Cette matière première digne des meilleures séries B (pensons ici à Unsane de Steven Soderbergh) se voit gratifiée d'une fulgurante rencontre avec le réel. L'héroïne cherche à fuir un ancien amoureux violent qui revient constamment la hanter, de corps ou d'esprit. Il s'agit d'une victime qui tente de reprendre confiance en ses moyens afin de s'affranchir de ses traumatismes. L'homme invisible agissant ainsi comme ce passé omniprésent, prêt à la replonger dans le cycle de la peur. Surtout qu'il la manipule allègrement, usant du détournement cognitif - comme dans le récent The Lodge - afin de jouer dans sa tête. Une métaphore puissante qui résonne fort à l'ère du #MeToo, ajoutant une couche supplémentaire au simple récit d'épouvante.

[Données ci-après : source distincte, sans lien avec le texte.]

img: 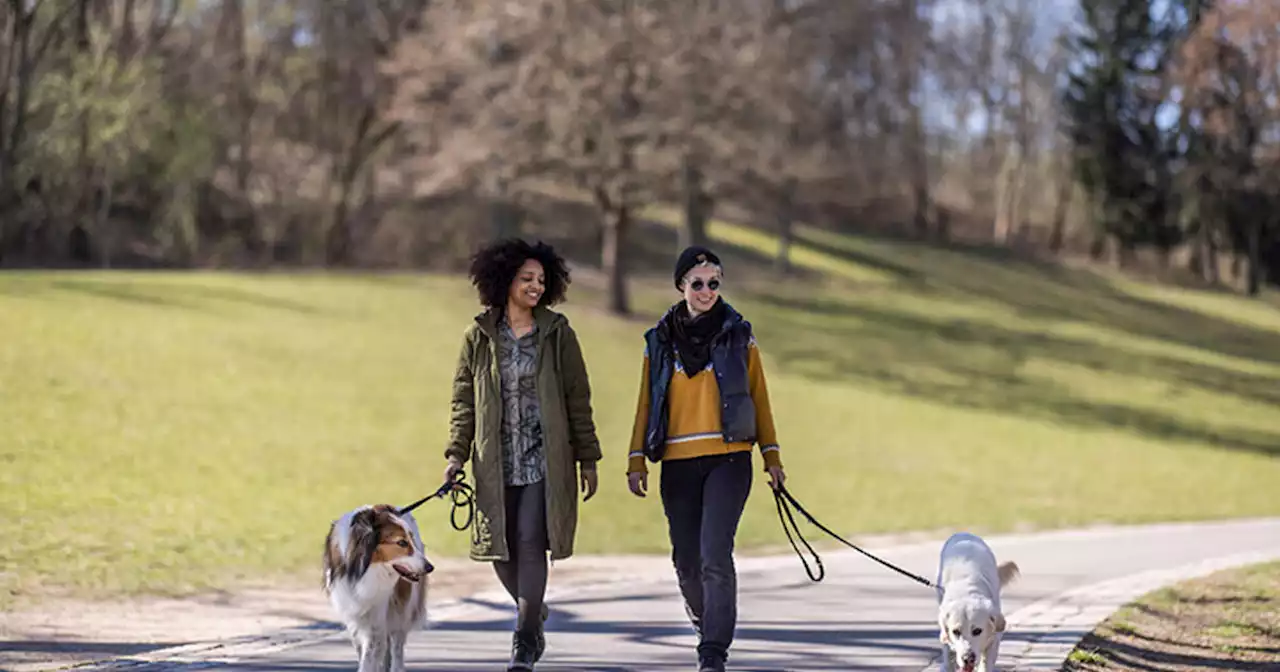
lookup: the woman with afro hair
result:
[444,239,600,669]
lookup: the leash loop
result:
[397,470,476,532]
[773,485,934,588]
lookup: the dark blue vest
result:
[644,298,755,462]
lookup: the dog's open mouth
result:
[392,564,422,578]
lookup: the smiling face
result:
[681,264,722,315]
[938,600,1005,672]
[507,259,547,310]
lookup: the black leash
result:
[397,470,476,532]
[773,485,933,588]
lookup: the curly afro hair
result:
[470,238,570,308]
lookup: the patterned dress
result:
[498,320,547,485]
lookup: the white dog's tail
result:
[996,561,1021,588]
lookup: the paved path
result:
[82,518,1280,672]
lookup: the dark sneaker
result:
[698,652,724,672]
[507,632,538,672]
[534,602,550,663]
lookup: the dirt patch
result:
[1062,562,1280,672]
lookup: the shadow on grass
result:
[1062,632,1280,672]
[29,276,321,315]
[750,292,1280,456]
[800,225,1280,364]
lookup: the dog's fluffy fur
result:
[324,504,433,672]
[936,532,1018,672]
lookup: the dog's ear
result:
[347,509,378,581]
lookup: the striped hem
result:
[667,431,724,445]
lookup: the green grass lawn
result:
[1062,562,1280,672]
[0,224,1280,607]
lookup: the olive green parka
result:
[444,306,600,561]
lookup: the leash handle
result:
[773,490,827,584]
[773,485,934,588]
[397,468,476,532]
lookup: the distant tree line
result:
[0,0,1280,312]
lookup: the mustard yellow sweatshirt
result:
[627,338,782,474]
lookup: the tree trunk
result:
[774,179,796,275]
[1248,215,1262,297]
[677,156,713,250]
[600,205,631,315]
[1048,175,1075,255]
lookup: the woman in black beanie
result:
[627,247,786,672]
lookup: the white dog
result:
[936,532,1018,672]
[324,504,434,672]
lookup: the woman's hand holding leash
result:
[579,462,600,502]
[627,471,649,497]
[767,466,787,490]
[444,457,462,483]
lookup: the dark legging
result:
[493,481,548,641]
[660,452,751,655]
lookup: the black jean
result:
[493,481,549,643]
[659,452,751,655]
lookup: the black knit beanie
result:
[676,244,721,289]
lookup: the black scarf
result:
[671,300,726,378]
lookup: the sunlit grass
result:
[0,223,1280,603]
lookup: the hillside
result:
[0,224,1280,605]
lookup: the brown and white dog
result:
[324,504,434,672]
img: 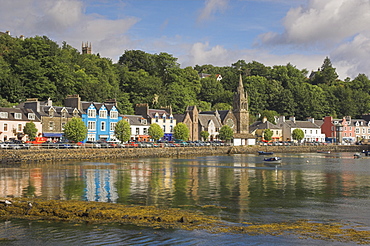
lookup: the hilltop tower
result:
[82,42,91,54]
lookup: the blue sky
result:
[0,0,370,79]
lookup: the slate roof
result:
[0,107,40,122]
[249,121,281,132]
[199,114,221,128]
[122,115,149,126]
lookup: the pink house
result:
[0,108,42,141]
[321,116,356,143]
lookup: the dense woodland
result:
[0,35,370,120]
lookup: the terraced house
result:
[0,108,42,141]
[64,95,122,142]
[18,98,81,141]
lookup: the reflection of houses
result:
[135,103,176,141]
[22,98,80,140]
[276,116,325,142]
[0,108,42,141]
[249,117,283,141]
[122,115,150,141]
[65,95,122,141]
[85,169,118,202]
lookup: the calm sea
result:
[0,153,370,246]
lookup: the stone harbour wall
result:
[0,145,369,164]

Pour que tout cela soit crédible, il fallait une actrice à la hauteur. Cela tombe bien, l'excellente Elisabeth Moss est de presque tous les plans. La comédienne qui s'est forgée une réputation plus qu'enviable à la télévision n'a jamais vraiment pu prouver sa valeur au cinéma. Jusqu'en 2019, apparaissant au sein du jubilatoire Us tout en livrant la performance de sa vie dans Her Smell, qui aurait d'ailleurs dû lui valoir au moins une nomination aux Oscars. Elle représente l'âme de ce projet, sa force vitale. Même lorsque l'histoire ne fait plus aucun sens et que la finale déçoit, on pourra toujours compter sur sa présence.

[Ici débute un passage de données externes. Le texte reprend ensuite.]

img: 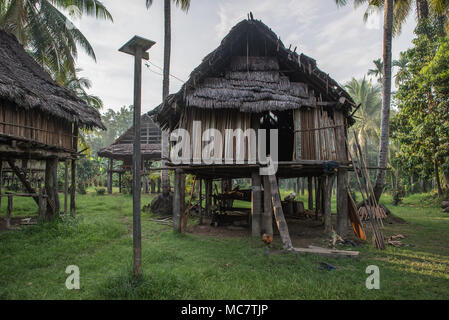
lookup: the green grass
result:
[0,190,449,299]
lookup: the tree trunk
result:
[434,160,443,197]
[416,0,429,22]
[374,0,394,201]
[161,0,171,197]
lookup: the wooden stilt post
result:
[39,188,47,220]
[251,171,262,237]
[315,177,322,219]
[119,36,155,278]
[118,172,122,193]
[107,158,114,194]
[70,123,79,217]
[335,120,348,239]
[173,169,185,232]
[198,179,203,225]
[205,179,212,217]
[268,175,293,250]
[0,160,3,212]
[262,176,273,236]
[45,158,59,218]
[64,159,69,214]
[307,177,313,211]
[6,195,13,229]
[323,175,335,236]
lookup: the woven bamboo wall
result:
[294,108,346,160]
[180,108,252,162]
[0,102,73,150]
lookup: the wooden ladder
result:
[264,175,293,250]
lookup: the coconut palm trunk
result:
[374,0,394,201]
[161,0,172,197]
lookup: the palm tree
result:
[393,0,449,34]
[393,52,410,86]
[345,77,382,163]
[368,58,384,83]
[146,0,190,197]
[335,0,392,201]
[0,0,113,84]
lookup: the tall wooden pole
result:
[132,47,142,277]
[119,36,155,277]
[64,159,69,214]
[107,159,114,194]
[251,171,262,237]
[70,123,79,217]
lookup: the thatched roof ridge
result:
[149,19,355,128]
[0,29,106,129]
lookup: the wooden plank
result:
[173,169,185,232]
[0,161,3,212]
[293,246,360,257]
[8,160,39,204]
[64,160,69,214]
[268,175,293,250]
[181,177,198,233]
[323,175,335,235]
[335,112,349,238]
[70,123,78,217]
[307,177,313,211]
[251,171,262,237]
[6,195,13,229]
[44,158,59,218]
[261,176,273,236]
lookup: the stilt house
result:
[151,18,355,247]
[0,29,105,217]
[98,114,161,193]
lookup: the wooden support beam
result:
[262,176,273,236]
[251,171,262,237]
[315,177,323,220]
[64,160,69,214]
[8,160,39,204]
[198,179,203,225]
[323,175,335,236]
[205,179,212,217]
[38,189,47,220]
[44,158,59,218]
[293,109,302,160]
[0,160,3,212]
[6,195,13,229]
[335,120,349,239]
[70,123,79,217]
[268,175,293,250]
[181,177,198,233]
[307,177,313,211]
[173,169,185,232]
[107,159,114,194]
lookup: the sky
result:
[74,0,415,112]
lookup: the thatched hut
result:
[0,29,105,220]
[98,114,161,193]
[150,18,355,246]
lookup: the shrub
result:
[95,188,106,196]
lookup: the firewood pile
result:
[441,200,449,213]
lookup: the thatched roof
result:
[0,29,105,129]
[149,19,355,128]
[98,114,161,161]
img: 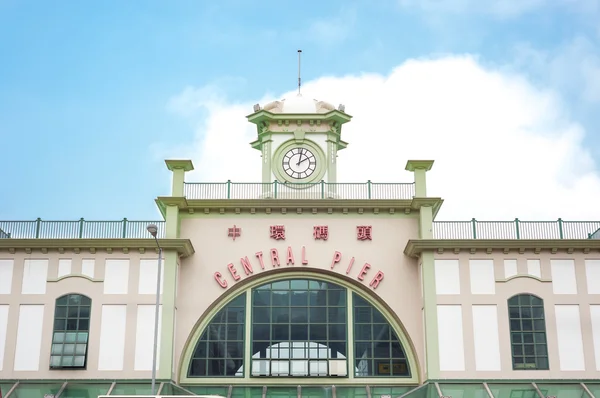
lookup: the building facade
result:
[0,96,600,398]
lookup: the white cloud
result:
[399,0,549,18]
[515,35,600,103]
[166,56,600,220]
[301,8,356,45]
[398,0,600,18]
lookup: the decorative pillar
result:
[406,160,433,198]
[157,251,178,380]
[165,159,194,196]
[157,160,194,380]
[406,160,440,380]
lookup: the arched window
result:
[508,294,549,370]
[50,294,92,369]
[353,293,410,377]
[188,293,246,377]
[188,278,411,377]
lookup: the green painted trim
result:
[327,139,339,185]
[419,206,433,239]
[0,239,195,257]
[165,205,179,239]
[165,159,194,196]
[246,109,352,126]
[157,252,177,379]
[404,239,600,257]
[165,159,194,171]
[46,274,104,283]
[157,198,442,215]
[274,138,327,183]
[421,253,440,379]
[406,160,433,198]
[405,160,434,171]
[177,269,421,385]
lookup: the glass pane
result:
[110,383,152,395]
[60,382,110,398]
[231,387,268,398]
[10,382,62,398]
[182,386,230,398]
[267,386,298,398]
[188,293,245,377]
[0,381,14,397]
[488,383,539,398]
[352,293,410,377]
[251,279,348,378]
[537,383,587,398]
[584,383,600,397]
[439,383,489,398]
[335,386,367,398]
[301,386,341,398]
[160,383,193,395]
[508,294,548,370]
[394,384,438,398]
[371,386,415,398]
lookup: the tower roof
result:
[263,94,335,114]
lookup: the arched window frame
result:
[178,270,421,385]
[50,293,92,369]
[507,293,550,370]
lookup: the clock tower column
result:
[247,94,352,189]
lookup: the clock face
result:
[283,148,317,179]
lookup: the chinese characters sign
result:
[264,225,373,240]
[270,225,285,240]
[313,225,329,240]
[356,225,373,240]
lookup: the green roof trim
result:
[0,378,600,398]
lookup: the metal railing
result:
[184,181,415,199]
[0,218,600,239]
[433,218,600,239]
[0,218,165,239]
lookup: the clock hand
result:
[296,148,308,166]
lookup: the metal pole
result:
[152,243,162,395]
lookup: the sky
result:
[0,0,600,221]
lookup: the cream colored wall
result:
[0,250,164,380]
[435,251,600,379]
[175,213,424,382]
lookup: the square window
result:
[67,318,77,330]
[79,305,90,318]
[534,333,546,344]
[67,307,79,318]
[51,344,63,355]
[73,356,85,367]
[354,325,373,340]
[50,355,61,368]
[52,332,65,343]
[61,356,73,366]
[54,306,67,318]
[75,344,87,355]
[54,318,67,330]
[78,319,90,330]
[291,279,308,290]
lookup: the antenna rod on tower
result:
[298,50,302,95]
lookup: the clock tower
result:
[247,94,352,189]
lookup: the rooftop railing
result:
[433,218,600,239]
[184,181,415,200]
[0,218,165,239]
[0,218,600,239]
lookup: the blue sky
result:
[0,0,600,220]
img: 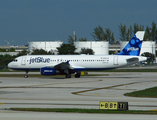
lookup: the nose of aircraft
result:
[8,62,11,68]
[140,56,147,62]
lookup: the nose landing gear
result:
[24,71,28,78]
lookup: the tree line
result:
[91,21,157,44]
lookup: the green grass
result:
[103,69,157,72]
[11,108,157,114]
[124,87,157,98]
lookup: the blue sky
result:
[0,0,157,46]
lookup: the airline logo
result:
[127,47,139,52]
[29,57,50,64]
[44,70,53,72]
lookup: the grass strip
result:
[0,74,108,78]
[124,87,157,98]
[11,108,157,114]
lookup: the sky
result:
[0,0,157,46]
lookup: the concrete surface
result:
[0,72,157,120]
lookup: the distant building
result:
[28,41,63,54]
[120,41,156,55]
[74,41,109,55]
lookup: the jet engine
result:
[40,67,58,75]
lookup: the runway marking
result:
[72,81,152,95]
[0,80,102,89]
[150,109,157,111]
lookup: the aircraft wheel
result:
[66,74,71,78]
[24,75,28,78]
[75,72,81,78]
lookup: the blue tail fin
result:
[117,31,145,56]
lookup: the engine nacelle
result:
[40,67,57,75]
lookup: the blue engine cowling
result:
[40,67,57,75]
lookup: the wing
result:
[46,61,75,74]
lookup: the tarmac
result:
[0,72,157,120]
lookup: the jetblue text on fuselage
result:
[29,57,50,64]
[127,47,139,51]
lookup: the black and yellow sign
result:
[99,101,128,110]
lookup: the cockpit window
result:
[13,59,17,62]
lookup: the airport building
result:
[120,41,156,55]
[28,41,63,54]
[74,41,109,55]
[0,41,157,55]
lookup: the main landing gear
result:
[75,71,81,78]
[24,71,28,78]
[65,74,71,78]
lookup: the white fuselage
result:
[8,55,146,71]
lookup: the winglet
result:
[66,60,70,65]
[117,31,145,56]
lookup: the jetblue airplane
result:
[8,31,147,78]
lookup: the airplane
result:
[8,31,147,78]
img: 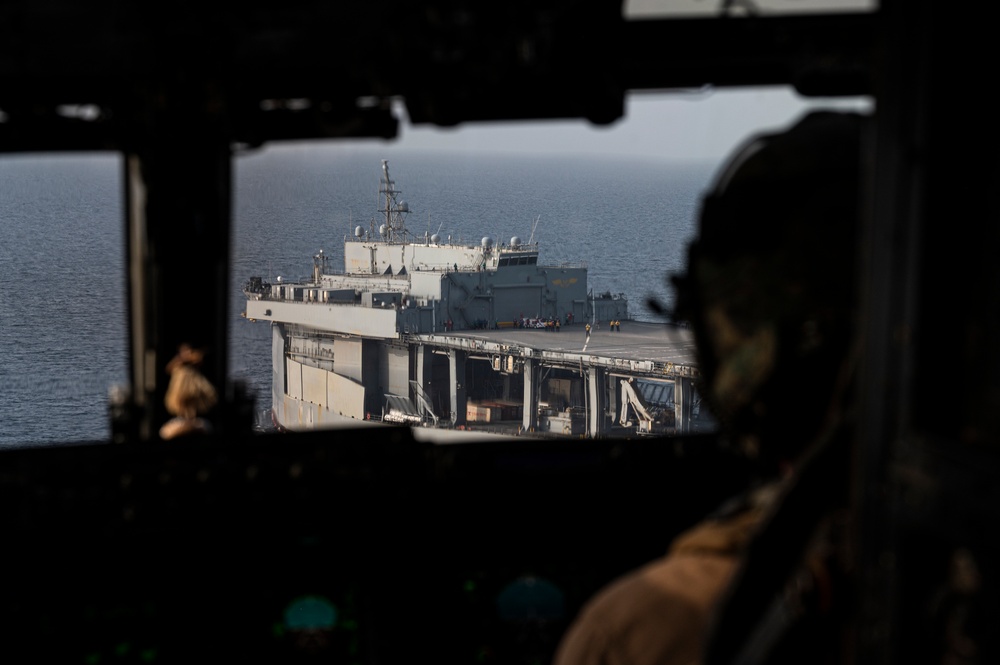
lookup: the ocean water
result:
[0,144,715,446]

Créateur des Saw et autres Insidious, le cinéaste Leigh Whannell s'y connaît en la matière. Il a toutefois dû s'éloigner du genre qui fait frissonner en plongeant tête première dans la satisfaisante science-fiction de Upgrade - une variation d'Ex Machina qui serait croisée avec RoboCop et Blade Runner - pour mieux y revenir. C'est ce qu'il avait besoin pour réinventer le film de «fantôme ». Celui où la terreur est constante - qui sait s'il n'y a pas un vilain qui va apparaître brusquement - et qui ne donne pas sa place non plus lorsque l'action mène le bal. Un travail divertissant à souhait, bien que le résultat traîne parfois en longueur.

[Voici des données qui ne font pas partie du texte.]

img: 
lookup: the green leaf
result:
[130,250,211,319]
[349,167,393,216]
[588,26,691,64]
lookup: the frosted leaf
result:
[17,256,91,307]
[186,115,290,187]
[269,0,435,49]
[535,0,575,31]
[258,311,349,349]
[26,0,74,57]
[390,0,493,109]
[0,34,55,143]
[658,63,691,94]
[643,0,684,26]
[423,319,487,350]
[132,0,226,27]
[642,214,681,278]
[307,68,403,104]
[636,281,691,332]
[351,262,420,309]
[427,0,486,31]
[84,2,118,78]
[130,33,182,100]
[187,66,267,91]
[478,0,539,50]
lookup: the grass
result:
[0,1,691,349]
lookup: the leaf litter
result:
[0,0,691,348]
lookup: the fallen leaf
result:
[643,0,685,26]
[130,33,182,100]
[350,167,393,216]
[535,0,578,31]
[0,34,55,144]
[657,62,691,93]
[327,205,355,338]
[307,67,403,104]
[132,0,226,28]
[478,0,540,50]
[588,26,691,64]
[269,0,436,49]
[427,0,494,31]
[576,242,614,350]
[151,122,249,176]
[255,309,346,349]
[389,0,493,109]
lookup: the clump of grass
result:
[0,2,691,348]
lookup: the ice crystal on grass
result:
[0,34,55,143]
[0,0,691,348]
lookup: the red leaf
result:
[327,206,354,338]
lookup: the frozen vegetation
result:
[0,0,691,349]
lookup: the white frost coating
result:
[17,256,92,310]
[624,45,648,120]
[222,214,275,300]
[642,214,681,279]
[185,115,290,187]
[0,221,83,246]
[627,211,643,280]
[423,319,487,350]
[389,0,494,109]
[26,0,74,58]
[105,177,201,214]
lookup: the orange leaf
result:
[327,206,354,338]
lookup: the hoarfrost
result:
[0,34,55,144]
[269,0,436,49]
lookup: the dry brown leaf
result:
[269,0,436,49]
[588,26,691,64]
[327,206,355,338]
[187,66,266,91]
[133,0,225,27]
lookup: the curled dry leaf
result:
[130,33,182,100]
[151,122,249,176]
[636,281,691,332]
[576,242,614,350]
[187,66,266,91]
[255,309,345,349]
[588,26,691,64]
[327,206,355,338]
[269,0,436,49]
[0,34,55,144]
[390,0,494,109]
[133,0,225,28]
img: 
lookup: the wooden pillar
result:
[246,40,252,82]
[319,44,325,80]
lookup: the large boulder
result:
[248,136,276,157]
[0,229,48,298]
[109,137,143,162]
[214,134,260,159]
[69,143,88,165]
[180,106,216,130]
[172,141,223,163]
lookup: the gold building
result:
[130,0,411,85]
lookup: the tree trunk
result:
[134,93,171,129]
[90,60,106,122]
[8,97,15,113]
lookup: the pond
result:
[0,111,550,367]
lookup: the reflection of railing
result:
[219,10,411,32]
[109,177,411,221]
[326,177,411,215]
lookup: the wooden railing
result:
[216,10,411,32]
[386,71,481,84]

En 2000, Paul Verhoeven reprenait ce mythe avec Kevin Bacon en offrant une version psychotronique, teintée de sexe et d'amoralité. Deux décennies plus tard, les choses ont bien changées et il s'agit d'une oeuvre chargée en émotions fortes où une femme fera l'impossible pour se libérer de la masculinité toxique qui l'entoure. Après The Assistant qui donnait la chair de poule, il s'agit d'un autre reflet implacable de son époque, imparfait mais ô combien terrifiant.